Le Mans. Une voiture en carton, mue à la force des pieds et entièrement recyclable ! C’est avec ce clin d’œil que des militants d’Europe Écologie/Les Verts (EELV) ont défendu, ce dimanche matin, sur le marché des Jacobins, leur « nouveau modèle automobile »(Ouest France)
 


 
“Chéri j'ai cartonné!”
Elle avait claironné ça avec son sourire ravageur, celui qu'elle arborait le jour où elle avait enfin réussi l'examen du code.
J'ai foncé comme un fou vers le garage mais la porte était fermée, tout comme le portail de la maison.
Comme je tournais en rond en zieutant alentour, elle a commencé à jouer à “Tu chauffes, tu brûles” mais j'avais pas la tête à ça!
Aucune trace de mon bijou seize soupapes, jantes alu et becquet arrière façon Le Mans.
 
Elle avait dû me la garer par erreur chez un voisin comme d'habitude. Suffit qu'elle repère une porte peinte en vert pour se croire chez nous.
J'allais faire le tour du quartier quand elle a dit: “Cherche plus, chéri! T'es devant!”
Devant, y avait rien à part un grand carton verdâtre. Pourtant c'était pas jour des encombrants.
“Alors t'en dis quoi?”
“J'en dis quoi de quoi?”
 
Quand à l'époque j'ai épousé Pauline – Ouais, Pauline Carton c'est facile - j'ai aussi épousé la reine des devinettes, des calembours et des vannes à deux balles...
“Je t'ai dit que j'avais cartonné”
Pour moi, cartonner ça veut dire rendez-vous chez le carrossier pas avant deux mois et un grand trou dans le budget vacances!

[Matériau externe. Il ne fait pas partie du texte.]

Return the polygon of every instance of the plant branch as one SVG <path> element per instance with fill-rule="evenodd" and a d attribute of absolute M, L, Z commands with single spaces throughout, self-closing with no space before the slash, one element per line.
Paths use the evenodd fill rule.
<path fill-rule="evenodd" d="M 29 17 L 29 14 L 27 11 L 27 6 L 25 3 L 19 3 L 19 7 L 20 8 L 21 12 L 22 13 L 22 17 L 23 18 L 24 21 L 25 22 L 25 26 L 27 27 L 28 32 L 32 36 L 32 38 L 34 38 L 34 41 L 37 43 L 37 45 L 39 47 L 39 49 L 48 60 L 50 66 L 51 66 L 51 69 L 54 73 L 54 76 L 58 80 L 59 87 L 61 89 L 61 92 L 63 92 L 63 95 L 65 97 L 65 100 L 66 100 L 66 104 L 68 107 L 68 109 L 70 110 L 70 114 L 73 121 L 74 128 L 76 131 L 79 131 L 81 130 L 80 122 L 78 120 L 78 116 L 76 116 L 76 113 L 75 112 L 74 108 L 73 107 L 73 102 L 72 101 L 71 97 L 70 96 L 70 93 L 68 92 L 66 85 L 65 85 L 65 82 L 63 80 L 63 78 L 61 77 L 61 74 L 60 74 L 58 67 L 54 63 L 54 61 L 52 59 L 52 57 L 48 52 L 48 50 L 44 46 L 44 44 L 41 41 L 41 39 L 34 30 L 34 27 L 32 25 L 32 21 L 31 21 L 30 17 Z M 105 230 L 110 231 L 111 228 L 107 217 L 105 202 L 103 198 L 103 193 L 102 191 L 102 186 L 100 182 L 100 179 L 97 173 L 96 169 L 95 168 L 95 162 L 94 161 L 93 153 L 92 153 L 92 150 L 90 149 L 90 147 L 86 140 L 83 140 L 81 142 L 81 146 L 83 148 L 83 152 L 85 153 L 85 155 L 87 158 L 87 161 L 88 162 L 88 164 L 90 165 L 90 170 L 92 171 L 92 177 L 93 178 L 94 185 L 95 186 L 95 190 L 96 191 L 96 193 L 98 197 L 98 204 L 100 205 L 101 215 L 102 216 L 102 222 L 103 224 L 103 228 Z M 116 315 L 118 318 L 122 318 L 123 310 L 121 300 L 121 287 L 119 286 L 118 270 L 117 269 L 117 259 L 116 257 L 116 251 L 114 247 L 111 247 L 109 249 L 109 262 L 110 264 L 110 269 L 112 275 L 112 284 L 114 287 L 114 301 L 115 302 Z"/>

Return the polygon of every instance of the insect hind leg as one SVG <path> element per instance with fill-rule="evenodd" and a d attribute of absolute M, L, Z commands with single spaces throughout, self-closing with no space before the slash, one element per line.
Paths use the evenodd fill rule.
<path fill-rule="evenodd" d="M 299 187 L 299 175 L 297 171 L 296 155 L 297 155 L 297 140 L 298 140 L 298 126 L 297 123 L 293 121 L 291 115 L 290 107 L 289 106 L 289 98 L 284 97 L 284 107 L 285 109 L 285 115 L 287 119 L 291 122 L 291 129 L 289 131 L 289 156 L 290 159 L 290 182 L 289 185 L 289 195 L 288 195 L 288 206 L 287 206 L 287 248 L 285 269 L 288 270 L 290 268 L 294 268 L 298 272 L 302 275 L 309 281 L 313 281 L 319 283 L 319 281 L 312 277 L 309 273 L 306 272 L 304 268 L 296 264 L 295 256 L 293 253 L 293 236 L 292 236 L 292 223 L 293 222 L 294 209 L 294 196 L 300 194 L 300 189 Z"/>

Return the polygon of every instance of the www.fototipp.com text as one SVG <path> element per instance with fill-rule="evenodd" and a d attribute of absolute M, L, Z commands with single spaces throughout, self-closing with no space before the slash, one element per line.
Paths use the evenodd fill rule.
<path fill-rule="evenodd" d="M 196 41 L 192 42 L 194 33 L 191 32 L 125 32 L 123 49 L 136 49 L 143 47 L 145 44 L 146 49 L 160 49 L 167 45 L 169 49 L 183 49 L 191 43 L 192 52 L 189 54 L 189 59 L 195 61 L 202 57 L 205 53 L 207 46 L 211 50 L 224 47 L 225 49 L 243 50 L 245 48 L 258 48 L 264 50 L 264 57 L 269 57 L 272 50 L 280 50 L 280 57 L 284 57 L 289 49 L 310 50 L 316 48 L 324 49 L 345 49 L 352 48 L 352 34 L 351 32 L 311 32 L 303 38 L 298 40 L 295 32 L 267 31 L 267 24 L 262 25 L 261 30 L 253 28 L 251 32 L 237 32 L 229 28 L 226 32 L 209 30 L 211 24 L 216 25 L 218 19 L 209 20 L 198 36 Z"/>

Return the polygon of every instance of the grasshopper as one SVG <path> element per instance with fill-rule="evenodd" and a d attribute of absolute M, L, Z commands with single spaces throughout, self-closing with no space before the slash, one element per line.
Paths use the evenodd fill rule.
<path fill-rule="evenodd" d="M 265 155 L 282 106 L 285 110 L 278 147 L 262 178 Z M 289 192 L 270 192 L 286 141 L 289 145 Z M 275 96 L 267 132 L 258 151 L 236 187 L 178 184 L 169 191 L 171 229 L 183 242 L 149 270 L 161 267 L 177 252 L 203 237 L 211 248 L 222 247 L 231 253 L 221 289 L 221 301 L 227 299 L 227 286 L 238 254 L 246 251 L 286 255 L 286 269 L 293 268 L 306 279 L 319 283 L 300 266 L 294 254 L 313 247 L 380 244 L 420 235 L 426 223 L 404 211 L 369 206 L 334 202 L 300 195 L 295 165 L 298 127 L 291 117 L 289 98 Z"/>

Je m'assieds sur le trottoir car ça va être long comme toujours.
Elle est allée au marché des Jacobins où elle a rencontré la mère Dubois – fervente écologiste – qui battait le pavé avec ses copains et qui lui a proposé le deal du siècle.
 
Le deal c'est ce machin en carton vert avec deux yeux jaunes qui me narguent... je sens que je vais gerber.
“Tu te rends compte chéri? La carte grise est déjà imprimée dessus. Et puis finie la tôle froissée, que du papier mâché une fois pour toutes”
Je rêve.
“Et puis on pourra changer la couleur quand on refera la chambre des gamins”
Pauline me tire par la manche jusqu'à notre nouvelle acquisition. J'entends un autoradio qui joue un truc de Christophe – le saint patron des voyageurs- et ça fait: ”Moi, j'ai construit des camionnettes, avec de la ficelle et du papier...”
 
Non pas ça! J'arrache la portière, me jette sur un siège moelleux comme mon oreiller... autour de moi, la chambre douillette et rassurante. J'ai fait un mauvais rêve.
Dans la cuisine Pauline s'affaire au petit déjeuner.
“Chéri, je prends ta voiture ce matin!”